Djokovic lacking clinical edge
The 6ft 6in Querrey has a huge serve, and grass-court pedigree as a former Queen's Club champion, but there was no reason to think he might be the man to finally derail Djokovic.
Even when the world number 41 headed off with a two-set lead on Friday evening, having played superbly, there were few at the All England Club confidently backing him to finish the job.
Djokovic had looked strangely out of sorts in the first chapter of the contest but he took advantage of an edgy Querrey to build a quick 4-0 lead on Saturday's resumption.
The third set was duly taken either side of another rain delay but try as he might, the 12-time Grand Slam champion could not break away in the fourth.
The pair shared 16 break points before Djokovic finally moved ahead with a forehand for 5-4 - only to give the break straight back with a poor attempt at a drop volley.
When the rain returned just after Querrey had held for a 6-5 lead, it left Djokovic heading for the locker room knowing he would have to serve to stay in the match on the resumption.
A little over an hour later, the top seed played a nerveless service game to force the tie-break but once again he could not find his usual clinical edge.
A 3-1 lead disappeared and despite Djokovic saving a first match point with an ace, it was Querrey who was leaping in the air in celebration when the Serb pulled a forehand wide on the second.

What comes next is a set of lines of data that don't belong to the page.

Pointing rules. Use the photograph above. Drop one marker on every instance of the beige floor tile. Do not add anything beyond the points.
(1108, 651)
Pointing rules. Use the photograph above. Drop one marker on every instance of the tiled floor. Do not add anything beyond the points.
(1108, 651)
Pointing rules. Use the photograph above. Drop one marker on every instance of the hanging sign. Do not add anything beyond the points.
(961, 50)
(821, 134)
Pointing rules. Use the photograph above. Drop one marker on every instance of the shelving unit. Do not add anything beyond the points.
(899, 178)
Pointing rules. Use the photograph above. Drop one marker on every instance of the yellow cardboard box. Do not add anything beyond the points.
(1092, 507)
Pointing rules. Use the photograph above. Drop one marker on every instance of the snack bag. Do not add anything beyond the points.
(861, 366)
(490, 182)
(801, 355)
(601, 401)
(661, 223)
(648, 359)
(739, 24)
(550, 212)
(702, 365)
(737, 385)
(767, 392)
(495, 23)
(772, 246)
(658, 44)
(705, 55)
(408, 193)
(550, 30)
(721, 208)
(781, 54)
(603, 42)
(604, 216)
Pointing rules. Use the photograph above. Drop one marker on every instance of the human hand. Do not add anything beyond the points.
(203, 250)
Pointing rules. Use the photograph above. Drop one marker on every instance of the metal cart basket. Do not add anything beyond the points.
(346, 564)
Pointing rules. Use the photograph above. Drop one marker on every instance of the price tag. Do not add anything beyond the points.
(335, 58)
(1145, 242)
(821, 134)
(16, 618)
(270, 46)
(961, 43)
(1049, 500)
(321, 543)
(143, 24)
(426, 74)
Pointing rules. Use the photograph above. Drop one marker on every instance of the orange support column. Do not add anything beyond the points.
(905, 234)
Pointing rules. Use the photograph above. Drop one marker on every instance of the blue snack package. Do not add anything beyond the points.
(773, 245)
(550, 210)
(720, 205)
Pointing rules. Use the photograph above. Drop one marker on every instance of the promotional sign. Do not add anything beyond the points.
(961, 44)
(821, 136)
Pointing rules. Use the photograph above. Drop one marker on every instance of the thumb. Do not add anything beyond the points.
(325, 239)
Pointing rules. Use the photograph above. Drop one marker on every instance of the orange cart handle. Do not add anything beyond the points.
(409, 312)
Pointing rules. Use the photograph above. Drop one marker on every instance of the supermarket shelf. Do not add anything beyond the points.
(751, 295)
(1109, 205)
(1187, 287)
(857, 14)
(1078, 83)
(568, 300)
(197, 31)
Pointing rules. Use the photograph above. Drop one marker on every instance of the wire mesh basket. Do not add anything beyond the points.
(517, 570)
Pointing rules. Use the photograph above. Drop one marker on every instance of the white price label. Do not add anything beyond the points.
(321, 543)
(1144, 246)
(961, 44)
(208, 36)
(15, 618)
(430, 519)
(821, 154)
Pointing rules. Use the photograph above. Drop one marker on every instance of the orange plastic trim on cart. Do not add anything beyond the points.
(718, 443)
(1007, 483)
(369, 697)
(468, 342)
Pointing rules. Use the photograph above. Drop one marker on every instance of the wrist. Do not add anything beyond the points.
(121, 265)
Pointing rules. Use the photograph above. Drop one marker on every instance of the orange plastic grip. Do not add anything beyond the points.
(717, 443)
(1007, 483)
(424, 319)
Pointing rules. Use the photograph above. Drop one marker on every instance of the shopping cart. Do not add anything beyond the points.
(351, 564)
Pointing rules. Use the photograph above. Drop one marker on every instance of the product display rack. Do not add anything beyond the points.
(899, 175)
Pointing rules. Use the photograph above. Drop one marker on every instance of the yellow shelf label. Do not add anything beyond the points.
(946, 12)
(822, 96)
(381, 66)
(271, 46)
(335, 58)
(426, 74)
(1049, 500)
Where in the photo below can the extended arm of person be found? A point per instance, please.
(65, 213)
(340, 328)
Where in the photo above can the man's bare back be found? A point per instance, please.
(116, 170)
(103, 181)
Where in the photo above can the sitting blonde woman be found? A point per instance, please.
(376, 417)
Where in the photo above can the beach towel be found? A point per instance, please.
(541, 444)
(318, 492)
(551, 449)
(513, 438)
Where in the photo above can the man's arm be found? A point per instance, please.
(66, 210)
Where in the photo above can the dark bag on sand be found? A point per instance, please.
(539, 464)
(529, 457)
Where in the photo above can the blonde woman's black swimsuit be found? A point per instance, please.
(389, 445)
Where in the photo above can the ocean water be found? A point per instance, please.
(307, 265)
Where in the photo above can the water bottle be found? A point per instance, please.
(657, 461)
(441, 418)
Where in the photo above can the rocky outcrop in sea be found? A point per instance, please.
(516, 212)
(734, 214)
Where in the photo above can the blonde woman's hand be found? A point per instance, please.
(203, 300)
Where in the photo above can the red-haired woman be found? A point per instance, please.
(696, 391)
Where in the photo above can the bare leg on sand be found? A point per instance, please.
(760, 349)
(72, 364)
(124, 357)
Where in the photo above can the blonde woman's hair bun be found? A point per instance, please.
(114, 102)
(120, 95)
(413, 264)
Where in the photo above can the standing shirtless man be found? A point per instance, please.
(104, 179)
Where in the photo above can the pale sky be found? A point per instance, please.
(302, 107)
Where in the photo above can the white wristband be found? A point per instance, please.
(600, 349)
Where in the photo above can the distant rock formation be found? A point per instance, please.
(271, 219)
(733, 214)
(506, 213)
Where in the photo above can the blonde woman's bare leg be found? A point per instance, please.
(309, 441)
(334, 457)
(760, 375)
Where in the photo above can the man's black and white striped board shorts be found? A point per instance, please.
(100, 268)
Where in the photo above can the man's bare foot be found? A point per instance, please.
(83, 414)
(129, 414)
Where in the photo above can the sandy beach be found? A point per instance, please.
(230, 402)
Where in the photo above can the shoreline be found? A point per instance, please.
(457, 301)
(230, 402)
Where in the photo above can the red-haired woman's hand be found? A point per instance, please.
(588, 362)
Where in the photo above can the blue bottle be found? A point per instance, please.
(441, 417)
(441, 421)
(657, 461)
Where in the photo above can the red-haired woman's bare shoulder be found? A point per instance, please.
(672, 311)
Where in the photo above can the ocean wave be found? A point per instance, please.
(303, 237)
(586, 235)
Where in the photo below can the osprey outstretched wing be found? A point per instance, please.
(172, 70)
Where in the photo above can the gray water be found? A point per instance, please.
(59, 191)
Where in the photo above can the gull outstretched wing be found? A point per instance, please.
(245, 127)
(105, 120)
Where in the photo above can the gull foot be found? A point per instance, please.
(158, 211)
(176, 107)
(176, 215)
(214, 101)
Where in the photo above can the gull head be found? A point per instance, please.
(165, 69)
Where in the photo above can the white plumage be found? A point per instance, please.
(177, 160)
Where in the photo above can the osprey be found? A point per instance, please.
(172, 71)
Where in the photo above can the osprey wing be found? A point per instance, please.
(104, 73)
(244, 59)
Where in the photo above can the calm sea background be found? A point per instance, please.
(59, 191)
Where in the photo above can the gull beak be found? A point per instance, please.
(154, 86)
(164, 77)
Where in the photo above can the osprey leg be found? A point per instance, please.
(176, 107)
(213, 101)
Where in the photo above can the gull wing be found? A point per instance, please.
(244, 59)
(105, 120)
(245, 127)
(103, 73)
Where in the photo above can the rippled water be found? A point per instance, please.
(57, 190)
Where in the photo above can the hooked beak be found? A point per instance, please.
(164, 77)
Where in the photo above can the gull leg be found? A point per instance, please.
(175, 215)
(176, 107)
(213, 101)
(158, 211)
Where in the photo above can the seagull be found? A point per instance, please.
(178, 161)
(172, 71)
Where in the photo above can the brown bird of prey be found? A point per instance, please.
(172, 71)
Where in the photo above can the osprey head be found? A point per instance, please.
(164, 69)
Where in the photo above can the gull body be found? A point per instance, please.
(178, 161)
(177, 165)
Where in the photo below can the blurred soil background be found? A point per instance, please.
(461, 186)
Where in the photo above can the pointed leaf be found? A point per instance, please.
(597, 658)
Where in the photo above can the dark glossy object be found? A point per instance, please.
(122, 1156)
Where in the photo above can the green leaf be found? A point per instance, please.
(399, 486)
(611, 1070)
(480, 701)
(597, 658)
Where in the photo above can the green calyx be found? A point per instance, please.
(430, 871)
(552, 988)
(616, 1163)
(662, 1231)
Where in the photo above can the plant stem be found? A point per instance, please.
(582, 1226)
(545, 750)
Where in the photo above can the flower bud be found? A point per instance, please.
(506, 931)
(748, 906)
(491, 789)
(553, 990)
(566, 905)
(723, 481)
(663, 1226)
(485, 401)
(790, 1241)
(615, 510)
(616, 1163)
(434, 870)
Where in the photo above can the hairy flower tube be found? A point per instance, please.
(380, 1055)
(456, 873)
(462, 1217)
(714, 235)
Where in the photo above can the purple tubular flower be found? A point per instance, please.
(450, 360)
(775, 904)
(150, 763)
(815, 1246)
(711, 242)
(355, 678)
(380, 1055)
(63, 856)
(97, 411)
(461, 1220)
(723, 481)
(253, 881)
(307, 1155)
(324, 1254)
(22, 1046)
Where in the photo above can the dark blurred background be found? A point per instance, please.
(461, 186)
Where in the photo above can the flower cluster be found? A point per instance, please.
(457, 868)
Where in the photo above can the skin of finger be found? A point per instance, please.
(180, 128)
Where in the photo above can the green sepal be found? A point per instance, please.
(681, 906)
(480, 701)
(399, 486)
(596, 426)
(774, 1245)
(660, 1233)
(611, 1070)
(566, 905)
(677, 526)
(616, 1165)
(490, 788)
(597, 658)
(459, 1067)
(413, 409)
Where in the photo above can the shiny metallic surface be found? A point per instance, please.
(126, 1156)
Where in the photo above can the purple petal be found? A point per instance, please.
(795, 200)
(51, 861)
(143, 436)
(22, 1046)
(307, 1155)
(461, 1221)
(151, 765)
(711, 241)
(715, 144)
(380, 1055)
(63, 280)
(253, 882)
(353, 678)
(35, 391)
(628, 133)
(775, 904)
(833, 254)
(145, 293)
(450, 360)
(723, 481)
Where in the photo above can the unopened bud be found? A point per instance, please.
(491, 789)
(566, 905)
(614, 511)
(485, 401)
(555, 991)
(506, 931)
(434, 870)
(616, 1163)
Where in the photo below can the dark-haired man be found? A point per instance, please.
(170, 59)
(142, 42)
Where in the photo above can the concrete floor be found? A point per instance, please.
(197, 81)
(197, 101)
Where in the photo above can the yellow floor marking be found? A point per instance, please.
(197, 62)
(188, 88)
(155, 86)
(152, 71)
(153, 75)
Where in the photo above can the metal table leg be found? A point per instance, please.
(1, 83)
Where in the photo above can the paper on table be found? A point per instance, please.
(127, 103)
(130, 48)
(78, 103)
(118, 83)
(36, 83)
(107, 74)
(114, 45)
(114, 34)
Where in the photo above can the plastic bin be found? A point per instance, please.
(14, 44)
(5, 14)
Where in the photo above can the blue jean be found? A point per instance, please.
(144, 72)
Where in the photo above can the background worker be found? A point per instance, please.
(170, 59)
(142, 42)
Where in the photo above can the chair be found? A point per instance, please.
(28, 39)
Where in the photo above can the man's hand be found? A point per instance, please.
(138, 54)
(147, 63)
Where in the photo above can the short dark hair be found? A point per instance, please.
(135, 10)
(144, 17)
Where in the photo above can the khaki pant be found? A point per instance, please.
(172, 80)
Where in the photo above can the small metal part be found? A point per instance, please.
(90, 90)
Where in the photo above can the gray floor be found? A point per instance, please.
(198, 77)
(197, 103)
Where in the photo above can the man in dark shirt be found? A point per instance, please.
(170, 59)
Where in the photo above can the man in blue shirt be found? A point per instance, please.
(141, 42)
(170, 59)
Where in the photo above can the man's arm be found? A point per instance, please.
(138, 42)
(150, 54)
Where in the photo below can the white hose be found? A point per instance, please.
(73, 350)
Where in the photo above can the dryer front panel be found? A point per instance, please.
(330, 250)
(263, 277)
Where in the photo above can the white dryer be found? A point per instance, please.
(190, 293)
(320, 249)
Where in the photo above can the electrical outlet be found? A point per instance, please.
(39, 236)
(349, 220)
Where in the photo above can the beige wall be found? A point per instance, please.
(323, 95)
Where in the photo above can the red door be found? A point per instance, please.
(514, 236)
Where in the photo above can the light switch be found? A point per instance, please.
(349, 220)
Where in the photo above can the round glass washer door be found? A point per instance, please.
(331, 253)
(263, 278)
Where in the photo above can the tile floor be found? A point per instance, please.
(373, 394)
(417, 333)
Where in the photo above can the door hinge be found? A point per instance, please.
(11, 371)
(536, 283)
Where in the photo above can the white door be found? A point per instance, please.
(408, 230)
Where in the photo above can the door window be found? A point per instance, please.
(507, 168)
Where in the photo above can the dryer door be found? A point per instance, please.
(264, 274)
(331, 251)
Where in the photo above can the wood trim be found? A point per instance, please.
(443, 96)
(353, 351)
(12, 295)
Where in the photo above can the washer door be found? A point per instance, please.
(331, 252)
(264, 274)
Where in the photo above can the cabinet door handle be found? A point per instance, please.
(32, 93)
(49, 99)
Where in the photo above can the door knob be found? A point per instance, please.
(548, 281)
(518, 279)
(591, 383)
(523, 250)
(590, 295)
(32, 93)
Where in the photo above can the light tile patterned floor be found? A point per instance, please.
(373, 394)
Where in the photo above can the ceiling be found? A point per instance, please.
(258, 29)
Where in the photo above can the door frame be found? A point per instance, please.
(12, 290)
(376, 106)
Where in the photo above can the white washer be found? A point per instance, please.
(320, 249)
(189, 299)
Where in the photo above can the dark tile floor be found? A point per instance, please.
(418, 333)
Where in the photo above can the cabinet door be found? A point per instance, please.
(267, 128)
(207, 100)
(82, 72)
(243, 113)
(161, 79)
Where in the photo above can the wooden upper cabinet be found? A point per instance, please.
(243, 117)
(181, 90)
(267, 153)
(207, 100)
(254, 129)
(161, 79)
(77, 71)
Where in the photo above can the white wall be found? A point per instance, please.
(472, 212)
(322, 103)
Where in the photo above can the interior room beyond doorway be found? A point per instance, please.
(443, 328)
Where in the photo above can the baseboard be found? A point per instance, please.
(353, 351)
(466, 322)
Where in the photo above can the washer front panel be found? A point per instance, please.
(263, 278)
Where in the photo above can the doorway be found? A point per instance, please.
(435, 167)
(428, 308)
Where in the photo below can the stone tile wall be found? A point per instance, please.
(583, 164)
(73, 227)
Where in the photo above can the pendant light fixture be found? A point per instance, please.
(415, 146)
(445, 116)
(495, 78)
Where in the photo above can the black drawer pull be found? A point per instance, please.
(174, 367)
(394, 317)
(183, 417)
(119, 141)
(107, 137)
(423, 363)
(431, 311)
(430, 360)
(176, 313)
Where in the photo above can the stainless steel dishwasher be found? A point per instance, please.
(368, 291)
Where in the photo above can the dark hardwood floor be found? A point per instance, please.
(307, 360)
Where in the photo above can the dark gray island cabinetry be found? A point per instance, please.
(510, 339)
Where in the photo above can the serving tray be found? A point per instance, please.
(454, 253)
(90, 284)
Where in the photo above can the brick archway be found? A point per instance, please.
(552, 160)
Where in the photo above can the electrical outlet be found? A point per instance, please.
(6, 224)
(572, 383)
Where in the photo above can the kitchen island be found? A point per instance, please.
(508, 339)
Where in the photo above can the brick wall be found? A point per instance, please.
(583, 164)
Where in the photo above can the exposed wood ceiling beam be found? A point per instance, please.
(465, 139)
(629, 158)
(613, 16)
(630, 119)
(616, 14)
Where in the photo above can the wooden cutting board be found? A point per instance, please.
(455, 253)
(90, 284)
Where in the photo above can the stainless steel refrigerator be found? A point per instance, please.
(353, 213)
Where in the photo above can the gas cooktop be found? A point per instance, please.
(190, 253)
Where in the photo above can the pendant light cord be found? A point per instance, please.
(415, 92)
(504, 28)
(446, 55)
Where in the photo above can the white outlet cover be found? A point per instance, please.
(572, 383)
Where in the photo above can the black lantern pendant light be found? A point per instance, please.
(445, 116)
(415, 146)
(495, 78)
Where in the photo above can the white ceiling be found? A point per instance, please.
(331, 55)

Tim Henman, four-time Wimbledon semi-finalist:
"You were waiting for Sam Querrey's level to drop and it never did. That was when you saw the first signs of Djokovic not engaging mentally.
"When we came back after the rain delay that was when you felt Querrey was aware that he had something to lose. Then he lost the first four games in a row in that third set.
"Once it got to the end of that fourth set, and Djokovic was serving for the set, you thought that was the moment he would turn it around. Querrey always had belief that he could hang in there and all credit to him.
"Querrey had to give himself an opportunity and he hit 31 aces. Djokovic is probably the best returner in the history of the game.
"So to serve as well as he did, as aggressive as he did and keep going in the important moments was unbelievable.
"If I was going to question something about Djokovic, it was more mental than physical. There was a lot of eye contact with the box.
"Normally he is so clear in his mind and the consistency of his performances in the majors has been unbelievable. It was a bizarre performance."